Former Goshen County Commissioner Wally Wolski, who lobbies on behalf of Glenrock Energy, noted that analysis by the Wyoming Enhanced Oil Recovery Institute suggests a robust CO2 enhanced oil recovery industry could generate $2.7 billion. That would provide “huge financial benefits for the development of stranded low-carbon oil in mature fields and legacy wells,” he said.

The Wyoming Public Service Commission, which regulates electric utilities, doesn’t currently account for the costs or benefits of enhanced oil recovery in its regulatory decision making. But it would under SF 142, Wolski said, and the state should empower its agencies to help bring coal carbon capture to fruition.

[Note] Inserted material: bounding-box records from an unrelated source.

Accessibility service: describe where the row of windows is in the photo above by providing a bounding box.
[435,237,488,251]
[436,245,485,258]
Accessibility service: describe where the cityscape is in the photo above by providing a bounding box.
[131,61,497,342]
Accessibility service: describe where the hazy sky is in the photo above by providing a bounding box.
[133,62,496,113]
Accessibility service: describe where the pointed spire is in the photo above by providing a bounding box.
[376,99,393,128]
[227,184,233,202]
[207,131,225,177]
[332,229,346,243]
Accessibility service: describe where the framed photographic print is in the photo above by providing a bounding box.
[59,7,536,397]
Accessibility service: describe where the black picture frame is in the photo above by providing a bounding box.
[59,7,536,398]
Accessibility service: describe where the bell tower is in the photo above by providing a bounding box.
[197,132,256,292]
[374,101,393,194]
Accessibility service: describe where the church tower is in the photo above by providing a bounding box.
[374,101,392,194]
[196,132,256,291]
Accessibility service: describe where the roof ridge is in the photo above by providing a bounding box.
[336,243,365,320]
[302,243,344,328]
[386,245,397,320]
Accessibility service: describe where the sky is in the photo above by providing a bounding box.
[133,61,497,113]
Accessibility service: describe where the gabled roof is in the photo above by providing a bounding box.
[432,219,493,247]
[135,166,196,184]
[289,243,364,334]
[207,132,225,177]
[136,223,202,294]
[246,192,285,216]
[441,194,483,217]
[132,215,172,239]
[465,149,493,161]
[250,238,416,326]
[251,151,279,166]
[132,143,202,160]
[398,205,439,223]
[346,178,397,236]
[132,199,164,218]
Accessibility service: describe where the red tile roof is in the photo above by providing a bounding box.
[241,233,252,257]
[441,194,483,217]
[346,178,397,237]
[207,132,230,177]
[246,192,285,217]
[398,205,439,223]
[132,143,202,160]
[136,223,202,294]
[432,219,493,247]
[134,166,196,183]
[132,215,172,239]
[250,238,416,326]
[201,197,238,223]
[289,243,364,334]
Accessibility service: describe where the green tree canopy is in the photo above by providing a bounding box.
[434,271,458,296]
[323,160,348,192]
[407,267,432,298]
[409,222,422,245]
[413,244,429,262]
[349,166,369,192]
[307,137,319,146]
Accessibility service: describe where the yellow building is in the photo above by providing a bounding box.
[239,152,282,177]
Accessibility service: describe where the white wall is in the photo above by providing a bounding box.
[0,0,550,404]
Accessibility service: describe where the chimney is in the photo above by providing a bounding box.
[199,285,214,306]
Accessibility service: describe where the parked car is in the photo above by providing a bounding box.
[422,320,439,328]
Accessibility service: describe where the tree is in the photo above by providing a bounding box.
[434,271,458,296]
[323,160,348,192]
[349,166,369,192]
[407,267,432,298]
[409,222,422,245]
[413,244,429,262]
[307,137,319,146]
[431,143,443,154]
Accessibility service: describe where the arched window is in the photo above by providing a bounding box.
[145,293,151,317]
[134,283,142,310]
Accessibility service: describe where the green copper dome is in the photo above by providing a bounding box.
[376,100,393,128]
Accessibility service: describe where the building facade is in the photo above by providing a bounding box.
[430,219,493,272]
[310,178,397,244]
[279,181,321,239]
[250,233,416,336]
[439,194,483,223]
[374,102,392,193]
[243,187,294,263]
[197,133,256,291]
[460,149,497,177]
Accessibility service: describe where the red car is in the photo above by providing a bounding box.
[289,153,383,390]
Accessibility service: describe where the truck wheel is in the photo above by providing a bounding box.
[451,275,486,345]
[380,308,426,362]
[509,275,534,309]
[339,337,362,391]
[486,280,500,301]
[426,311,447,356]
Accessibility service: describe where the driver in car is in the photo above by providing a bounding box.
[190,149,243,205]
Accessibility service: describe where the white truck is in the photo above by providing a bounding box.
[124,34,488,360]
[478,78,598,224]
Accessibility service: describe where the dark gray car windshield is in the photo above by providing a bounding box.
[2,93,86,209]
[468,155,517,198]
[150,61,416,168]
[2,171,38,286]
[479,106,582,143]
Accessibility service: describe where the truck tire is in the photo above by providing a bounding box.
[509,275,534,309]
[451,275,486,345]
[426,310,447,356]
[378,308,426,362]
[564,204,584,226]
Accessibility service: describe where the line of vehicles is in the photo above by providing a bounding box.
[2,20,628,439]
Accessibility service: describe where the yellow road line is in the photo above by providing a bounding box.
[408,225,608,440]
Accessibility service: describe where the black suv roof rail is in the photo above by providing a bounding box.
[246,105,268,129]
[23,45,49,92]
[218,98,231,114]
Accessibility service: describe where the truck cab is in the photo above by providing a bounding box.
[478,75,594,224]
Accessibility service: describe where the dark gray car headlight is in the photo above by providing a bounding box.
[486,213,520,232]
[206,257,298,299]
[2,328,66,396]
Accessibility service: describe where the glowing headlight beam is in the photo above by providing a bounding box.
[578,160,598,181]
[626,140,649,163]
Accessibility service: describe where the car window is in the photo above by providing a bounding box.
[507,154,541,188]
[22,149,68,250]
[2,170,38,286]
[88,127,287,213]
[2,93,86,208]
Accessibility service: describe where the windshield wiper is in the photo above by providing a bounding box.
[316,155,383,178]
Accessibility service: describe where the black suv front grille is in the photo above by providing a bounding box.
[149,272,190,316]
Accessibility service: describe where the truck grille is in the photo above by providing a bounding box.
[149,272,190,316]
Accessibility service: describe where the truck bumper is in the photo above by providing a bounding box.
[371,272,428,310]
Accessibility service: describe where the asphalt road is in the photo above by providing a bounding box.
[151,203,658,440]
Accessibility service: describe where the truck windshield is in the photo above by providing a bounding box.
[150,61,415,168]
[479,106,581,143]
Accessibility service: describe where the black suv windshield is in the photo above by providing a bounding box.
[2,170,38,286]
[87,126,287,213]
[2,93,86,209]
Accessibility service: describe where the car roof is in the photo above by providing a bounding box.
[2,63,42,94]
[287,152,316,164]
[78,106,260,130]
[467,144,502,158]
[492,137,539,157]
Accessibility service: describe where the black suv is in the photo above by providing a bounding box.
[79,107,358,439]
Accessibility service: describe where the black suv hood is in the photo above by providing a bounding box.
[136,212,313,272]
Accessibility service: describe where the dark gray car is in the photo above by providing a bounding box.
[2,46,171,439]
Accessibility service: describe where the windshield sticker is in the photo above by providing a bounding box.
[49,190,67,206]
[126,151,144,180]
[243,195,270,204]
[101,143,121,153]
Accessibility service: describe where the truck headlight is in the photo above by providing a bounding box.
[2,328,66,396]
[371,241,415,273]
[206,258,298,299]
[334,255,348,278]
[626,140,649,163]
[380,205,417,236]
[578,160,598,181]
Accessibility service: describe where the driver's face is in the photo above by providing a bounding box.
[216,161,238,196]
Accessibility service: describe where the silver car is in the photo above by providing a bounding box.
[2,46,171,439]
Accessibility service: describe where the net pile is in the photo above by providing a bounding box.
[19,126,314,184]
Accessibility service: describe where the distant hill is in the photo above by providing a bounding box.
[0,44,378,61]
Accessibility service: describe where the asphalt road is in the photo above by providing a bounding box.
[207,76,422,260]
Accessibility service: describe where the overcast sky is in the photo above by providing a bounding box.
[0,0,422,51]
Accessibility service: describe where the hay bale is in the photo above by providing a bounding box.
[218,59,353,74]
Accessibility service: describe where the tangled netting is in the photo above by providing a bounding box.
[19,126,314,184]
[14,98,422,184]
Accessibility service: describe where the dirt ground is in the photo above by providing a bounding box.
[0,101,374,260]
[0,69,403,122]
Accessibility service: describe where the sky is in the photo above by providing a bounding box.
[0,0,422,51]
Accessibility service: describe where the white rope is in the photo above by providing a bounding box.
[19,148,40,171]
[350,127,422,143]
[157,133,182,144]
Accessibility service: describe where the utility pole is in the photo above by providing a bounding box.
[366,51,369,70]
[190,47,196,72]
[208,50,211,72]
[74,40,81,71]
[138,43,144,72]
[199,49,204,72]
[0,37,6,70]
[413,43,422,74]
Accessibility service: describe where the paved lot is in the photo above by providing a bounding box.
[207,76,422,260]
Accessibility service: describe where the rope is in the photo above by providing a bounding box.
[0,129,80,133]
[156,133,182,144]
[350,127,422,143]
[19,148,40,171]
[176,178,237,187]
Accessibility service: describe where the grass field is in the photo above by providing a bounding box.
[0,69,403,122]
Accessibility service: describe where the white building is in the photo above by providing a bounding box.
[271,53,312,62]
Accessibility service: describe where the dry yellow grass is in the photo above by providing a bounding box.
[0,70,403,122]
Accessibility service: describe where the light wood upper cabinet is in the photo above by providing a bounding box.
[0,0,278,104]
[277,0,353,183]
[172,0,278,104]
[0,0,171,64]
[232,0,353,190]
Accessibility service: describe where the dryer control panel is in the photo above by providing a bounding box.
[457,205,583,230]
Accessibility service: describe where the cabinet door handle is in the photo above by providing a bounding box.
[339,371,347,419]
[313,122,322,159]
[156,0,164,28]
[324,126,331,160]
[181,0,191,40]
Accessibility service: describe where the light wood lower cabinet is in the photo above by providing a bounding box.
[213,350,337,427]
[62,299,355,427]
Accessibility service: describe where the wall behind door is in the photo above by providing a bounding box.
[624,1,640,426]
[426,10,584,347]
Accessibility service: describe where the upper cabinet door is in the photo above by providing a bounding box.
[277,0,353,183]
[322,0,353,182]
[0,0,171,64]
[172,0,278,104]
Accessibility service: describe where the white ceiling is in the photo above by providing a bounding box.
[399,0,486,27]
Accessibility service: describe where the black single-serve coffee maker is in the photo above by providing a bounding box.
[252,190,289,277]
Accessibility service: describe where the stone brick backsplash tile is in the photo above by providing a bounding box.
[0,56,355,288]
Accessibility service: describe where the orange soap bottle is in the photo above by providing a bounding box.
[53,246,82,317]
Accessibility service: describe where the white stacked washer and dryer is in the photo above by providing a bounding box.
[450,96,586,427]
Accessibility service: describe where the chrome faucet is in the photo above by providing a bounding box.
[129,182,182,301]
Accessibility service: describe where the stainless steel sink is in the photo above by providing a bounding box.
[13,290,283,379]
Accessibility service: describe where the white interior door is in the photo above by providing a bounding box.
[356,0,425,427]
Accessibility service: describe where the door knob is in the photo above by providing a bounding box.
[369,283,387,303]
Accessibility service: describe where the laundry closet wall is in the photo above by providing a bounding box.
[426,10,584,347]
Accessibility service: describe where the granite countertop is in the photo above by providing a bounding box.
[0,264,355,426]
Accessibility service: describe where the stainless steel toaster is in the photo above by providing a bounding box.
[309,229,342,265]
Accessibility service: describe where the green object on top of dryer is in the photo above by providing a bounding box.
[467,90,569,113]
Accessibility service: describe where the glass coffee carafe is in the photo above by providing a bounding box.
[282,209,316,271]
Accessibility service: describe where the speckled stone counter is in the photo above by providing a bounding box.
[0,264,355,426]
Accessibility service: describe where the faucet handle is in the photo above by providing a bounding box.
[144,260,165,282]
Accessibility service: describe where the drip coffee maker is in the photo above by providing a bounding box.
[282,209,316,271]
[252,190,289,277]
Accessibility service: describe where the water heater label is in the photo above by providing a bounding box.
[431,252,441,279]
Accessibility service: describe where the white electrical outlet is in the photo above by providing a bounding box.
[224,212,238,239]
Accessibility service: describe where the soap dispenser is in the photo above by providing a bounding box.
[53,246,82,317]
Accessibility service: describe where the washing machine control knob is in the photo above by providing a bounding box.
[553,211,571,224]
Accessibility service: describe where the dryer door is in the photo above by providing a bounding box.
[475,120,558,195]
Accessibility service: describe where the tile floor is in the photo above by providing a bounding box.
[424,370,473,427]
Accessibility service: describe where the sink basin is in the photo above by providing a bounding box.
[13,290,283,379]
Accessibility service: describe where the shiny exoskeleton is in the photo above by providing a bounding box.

Big electricity producers remain reluctant to embrace the potential of extending the life of coal-fired power plants via CCUS, according to Scott. That’s why SF 142 takes a more aggressive approach than past legislation.

“I asked [a PacifiCorp official] twice, very bluntly; ‘What are your suggestions to make it more palatable,’” Scott said. “And the basic response was, ‘Don’t do it.’ So I’ve had to write the bill on the assumption that the utility is not particularly favorable to it, and you have to stop the things they might do to stall a project.”